I was catching up on some Marketing Over Coffee podcasts today when the topic of Web 2.0 ‘single points of failure’ came up briefly. Web 2.0 stuff is great for making contact with customers and building interest in campaigns. MOC questioned whether such services could be relied on, 24/7? Their marketing answer was to ensure you back stuff up and make the most of traditional customer relationship tools too.
It got me thinking about the implication for service providers battling over-the-top services.
“Over the top: Digital industry term describing third party home entertainment services that are delivered across (i.e., “on top” of) a broadband network without affiliation with the broadband service provider.” – Wikipedia.
Consider Twitter, the example MOC used in their podcast. A business may rely on Twitter for customer feedback, or as the basis for selling some cool value-add service (like TweetDeck). Consumers may use Twitter instead of spending money on phone calls and SMS. But these users run the risk of two types of single-point-of-failure: System failure and commercial failure.
Twitter has fallen over in the recent past. It became renowned for its iffy architecture. Even the mighty Google, with its clouds and data centers, has lost some services from time to time. Web 2.0 services typically have a single service provider, maybe a single data centre, application instance, that will fail at some point, even if they use reasonable internal redundancy in their hardware and network platforms.
This is quite different from email, for example, which is very resilient to failure. Each organization, or at least each ISP, has its own SMTP, POP3 and IMAP services.
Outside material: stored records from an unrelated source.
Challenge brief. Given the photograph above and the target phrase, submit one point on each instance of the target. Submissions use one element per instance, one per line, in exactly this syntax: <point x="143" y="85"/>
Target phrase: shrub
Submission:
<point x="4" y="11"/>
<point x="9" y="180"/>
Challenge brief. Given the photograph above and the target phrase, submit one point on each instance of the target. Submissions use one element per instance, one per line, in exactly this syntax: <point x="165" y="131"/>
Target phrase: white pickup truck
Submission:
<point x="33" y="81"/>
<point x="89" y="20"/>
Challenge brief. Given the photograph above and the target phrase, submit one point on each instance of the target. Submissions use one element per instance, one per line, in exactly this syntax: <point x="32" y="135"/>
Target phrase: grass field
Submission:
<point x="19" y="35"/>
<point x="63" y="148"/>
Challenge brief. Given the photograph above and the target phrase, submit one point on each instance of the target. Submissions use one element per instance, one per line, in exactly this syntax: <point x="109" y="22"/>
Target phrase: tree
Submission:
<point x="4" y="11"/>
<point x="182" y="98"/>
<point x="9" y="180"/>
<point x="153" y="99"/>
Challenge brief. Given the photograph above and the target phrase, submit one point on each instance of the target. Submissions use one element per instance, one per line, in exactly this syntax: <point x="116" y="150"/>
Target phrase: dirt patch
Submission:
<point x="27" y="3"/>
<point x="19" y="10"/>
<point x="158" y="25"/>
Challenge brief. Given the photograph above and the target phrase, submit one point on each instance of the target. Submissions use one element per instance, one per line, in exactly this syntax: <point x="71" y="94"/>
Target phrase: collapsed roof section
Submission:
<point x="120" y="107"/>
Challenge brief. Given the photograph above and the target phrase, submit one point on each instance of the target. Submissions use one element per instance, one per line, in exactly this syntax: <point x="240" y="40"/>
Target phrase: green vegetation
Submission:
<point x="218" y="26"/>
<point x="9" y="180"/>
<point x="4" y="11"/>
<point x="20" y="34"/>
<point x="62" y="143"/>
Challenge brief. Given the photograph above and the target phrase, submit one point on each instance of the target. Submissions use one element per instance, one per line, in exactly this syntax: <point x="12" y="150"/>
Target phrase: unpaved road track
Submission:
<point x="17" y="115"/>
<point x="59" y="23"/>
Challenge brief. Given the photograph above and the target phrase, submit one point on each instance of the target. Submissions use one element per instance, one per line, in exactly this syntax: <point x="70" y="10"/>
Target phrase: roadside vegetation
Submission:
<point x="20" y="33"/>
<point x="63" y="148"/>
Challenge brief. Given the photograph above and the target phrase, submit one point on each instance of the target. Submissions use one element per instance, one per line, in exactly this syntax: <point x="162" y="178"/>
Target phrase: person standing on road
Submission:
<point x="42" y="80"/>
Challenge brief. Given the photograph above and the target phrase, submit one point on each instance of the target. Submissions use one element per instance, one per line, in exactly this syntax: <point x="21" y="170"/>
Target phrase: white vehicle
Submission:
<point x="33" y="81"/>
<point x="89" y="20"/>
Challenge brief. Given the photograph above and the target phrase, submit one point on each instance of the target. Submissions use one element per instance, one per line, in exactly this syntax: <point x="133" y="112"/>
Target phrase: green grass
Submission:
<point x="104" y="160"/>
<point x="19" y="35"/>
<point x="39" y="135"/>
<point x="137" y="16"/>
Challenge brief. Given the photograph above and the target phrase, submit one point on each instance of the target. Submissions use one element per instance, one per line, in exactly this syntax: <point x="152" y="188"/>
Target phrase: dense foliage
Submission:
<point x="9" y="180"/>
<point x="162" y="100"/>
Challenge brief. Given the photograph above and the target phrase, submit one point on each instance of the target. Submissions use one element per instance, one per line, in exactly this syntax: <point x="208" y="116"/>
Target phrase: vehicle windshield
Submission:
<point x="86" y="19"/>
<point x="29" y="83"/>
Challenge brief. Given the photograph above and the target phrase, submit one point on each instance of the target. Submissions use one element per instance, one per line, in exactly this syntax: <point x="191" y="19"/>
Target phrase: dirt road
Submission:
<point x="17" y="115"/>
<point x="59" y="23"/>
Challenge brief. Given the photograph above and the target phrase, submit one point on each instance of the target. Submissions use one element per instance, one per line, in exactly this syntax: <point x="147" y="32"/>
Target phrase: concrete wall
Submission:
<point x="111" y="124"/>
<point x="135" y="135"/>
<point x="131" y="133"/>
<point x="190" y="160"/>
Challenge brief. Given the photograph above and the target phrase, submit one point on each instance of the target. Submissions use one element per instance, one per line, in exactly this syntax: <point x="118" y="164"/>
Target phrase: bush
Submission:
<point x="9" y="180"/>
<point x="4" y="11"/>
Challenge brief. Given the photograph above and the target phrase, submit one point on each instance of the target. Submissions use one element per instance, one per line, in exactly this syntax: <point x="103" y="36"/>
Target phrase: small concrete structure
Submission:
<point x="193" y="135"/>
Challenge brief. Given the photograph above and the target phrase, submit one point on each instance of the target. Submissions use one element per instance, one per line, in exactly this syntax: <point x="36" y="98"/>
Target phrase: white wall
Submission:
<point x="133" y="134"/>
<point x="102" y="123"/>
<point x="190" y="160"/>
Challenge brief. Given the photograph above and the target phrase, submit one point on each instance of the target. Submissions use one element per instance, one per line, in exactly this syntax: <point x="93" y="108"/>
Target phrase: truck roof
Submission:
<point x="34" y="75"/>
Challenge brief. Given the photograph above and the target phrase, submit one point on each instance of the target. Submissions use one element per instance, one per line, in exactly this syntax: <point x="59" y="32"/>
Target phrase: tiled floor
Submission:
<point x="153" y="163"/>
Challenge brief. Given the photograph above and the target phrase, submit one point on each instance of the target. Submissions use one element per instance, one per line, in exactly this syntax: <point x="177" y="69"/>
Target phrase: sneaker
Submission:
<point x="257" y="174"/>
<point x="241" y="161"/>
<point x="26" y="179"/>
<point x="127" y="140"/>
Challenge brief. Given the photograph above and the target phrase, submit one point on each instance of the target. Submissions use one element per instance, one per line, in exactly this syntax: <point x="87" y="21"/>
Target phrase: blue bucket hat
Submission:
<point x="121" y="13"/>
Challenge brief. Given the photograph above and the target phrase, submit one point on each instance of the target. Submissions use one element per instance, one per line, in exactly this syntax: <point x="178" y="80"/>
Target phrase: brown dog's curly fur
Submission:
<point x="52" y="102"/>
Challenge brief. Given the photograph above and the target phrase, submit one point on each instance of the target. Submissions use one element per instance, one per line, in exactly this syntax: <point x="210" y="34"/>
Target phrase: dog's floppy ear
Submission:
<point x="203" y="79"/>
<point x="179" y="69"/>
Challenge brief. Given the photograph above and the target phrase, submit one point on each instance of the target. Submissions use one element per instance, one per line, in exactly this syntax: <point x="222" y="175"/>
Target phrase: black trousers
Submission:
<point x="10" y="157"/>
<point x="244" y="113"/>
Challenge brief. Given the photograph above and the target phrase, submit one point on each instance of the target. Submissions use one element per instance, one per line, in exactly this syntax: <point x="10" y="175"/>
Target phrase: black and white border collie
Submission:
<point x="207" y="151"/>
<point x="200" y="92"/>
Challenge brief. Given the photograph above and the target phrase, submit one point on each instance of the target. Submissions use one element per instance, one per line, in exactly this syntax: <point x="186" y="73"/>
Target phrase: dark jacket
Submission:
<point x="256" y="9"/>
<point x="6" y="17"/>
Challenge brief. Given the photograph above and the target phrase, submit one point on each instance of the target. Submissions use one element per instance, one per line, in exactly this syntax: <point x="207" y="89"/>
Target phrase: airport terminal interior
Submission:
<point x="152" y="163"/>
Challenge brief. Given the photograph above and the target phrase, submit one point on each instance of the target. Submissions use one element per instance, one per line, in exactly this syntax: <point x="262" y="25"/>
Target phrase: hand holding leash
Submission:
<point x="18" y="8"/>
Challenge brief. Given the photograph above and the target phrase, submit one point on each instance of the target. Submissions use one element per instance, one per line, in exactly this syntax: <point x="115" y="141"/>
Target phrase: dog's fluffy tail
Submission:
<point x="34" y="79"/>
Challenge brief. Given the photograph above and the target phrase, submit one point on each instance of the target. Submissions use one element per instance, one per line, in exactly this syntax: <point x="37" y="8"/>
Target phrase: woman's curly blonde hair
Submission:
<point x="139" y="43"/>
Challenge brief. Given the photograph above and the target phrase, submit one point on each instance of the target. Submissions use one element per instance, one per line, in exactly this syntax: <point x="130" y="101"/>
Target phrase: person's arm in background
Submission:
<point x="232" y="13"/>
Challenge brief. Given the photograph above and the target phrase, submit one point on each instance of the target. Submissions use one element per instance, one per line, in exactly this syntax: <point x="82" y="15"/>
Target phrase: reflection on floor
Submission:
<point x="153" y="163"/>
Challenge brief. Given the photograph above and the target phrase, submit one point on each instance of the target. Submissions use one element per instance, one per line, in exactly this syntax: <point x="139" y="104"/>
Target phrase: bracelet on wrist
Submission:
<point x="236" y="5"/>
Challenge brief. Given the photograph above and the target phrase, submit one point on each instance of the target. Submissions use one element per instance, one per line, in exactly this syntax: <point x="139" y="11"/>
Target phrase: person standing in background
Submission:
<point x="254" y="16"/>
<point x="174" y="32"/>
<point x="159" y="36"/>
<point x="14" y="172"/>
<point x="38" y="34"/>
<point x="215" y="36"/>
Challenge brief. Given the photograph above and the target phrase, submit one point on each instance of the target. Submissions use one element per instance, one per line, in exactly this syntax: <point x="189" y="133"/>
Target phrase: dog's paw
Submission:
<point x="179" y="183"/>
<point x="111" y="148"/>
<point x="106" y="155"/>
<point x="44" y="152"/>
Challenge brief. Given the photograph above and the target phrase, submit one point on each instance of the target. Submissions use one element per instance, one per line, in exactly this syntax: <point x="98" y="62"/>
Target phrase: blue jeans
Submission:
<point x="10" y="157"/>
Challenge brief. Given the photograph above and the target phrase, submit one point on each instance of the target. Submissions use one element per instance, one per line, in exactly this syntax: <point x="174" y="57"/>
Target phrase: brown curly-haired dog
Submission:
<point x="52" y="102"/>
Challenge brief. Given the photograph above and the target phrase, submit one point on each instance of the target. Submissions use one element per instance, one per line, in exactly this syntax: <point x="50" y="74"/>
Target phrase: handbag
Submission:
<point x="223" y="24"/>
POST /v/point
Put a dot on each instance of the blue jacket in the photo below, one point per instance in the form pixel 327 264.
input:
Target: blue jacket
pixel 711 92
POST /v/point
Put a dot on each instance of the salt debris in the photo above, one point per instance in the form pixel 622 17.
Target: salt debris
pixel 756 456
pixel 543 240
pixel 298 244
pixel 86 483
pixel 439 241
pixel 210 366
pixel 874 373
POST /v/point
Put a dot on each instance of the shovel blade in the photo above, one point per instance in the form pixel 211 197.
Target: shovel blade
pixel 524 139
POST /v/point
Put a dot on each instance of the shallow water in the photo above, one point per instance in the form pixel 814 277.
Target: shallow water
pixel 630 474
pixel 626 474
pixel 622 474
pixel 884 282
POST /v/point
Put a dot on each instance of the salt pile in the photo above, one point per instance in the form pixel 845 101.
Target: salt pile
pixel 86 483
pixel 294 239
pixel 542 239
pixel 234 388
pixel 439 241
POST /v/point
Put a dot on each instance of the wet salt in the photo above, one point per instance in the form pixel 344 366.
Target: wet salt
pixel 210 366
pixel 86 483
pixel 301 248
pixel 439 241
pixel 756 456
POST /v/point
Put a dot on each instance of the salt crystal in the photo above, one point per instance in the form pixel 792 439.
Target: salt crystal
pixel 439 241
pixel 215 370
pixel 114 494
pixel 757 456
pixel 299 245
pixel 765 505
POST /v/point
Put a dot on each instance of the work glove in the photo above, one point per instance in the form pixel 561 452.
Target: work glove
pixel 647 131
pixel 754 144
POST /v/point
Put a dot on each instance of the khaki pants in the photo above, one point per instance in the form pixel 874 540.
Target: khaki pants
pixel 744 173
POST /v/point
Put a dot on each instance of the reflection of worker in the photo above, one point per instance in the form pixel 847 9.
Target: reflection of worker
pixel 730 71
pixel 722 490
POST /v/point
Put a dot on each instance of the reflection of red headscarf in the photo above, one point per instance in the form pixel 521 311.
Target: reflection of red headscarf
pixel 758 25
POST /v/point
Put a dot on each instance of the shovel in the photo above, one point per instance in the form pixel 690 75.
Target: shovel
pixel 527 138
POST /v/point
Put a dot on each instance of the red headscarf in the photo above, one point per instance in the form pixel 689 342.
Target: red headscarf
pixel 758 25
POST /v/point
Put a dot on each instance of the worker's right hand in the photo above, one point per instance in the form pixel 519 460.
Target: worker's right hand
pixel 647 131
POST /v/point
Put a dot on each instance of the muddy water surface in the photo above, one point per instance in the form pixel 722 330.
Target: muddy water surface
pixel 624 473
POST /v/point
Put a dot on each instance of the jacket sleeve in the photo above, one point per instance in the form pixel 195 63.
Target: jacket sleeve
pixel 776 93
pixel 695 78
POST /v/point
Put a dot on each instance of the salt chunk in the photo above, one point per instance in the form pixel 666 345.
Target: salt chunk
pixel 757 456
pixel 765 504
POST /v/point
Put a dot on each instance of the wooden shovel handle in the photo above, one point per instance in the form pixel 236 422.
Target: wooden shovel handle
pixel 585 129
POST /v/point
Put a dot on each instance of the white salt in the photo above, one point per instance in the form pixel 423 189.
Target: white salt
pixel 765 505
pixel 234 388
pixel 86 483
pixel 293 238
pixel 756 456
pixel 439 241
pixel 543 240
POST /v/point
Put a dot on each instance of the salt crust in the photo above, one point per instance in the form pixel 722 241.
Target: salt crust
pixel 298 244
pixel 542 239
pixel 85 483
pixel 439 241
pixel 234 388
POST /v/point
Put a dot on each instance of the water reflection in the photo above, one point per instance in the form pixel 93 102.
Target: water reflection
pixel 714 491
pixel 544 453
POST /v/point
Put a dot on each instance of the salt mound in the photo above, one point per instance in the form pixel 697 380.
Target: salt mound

These communicate over the Internet which relies on telco-grade networks. A well built, well managed network, running an inherently resilient protocol, with multiple service nodes.
What if Twitter goes out of business? Given the lack of obvious revenue streams for many Web 2.0 services, this is not at all unlikely. Without clear revenue streams it would also be quite possible that no one would step in to take over. The industry would just let it die as a failed experiment.
And you can’t just move your Twitter account to a competitor, if any are left. The technology is different. Integration APIs are different. Assets such as URLs may have to change. Groups, followings, friends and so on would have to be re-established.
If Twitter, then why not Skype? If Skype went down the pan, what are your options for number portability to another service provider?
Traditional service providers have clear revenue streams. They have physical assets. They have intellectual assets. Sure, a telco could crash and burn if the economic situation was critical, but it’s much less likely that no-one would take on the business. And thanks to deregulation, it would be easy to move customers from a failed service provider to a healthier one.
‘Go telcos!’. They’re clearly better, right?
Over the top services are attractive to end users. They’re innovative, colorful and cheap to use. Despite all the hype around ‘customer experience’ it is often the customer who is last to consider their own overall experience. Web 2.0 is instantly accessible and instantly satisfying. Customers, use to stuff ‘just working’, are happy to assume Web 2.0 services will satisfy their medium and long-term needs, at least until something else shiny comes along.
Web 2.0 will only be a success (i.e. have a practical revenue model) when businesses and customers have a long-term financial or lifestyle investment in the service. Only then will reliability and stability start to be a bigger factor, in the customers’ experience, than instant satisfaction.
Until that day of judgment comes, when traditional telcos are vindicated and hailed as champions of quiet efficiency and reliability, customers will put up with the experience of free, easy, no-strings-attached, blissful naivety.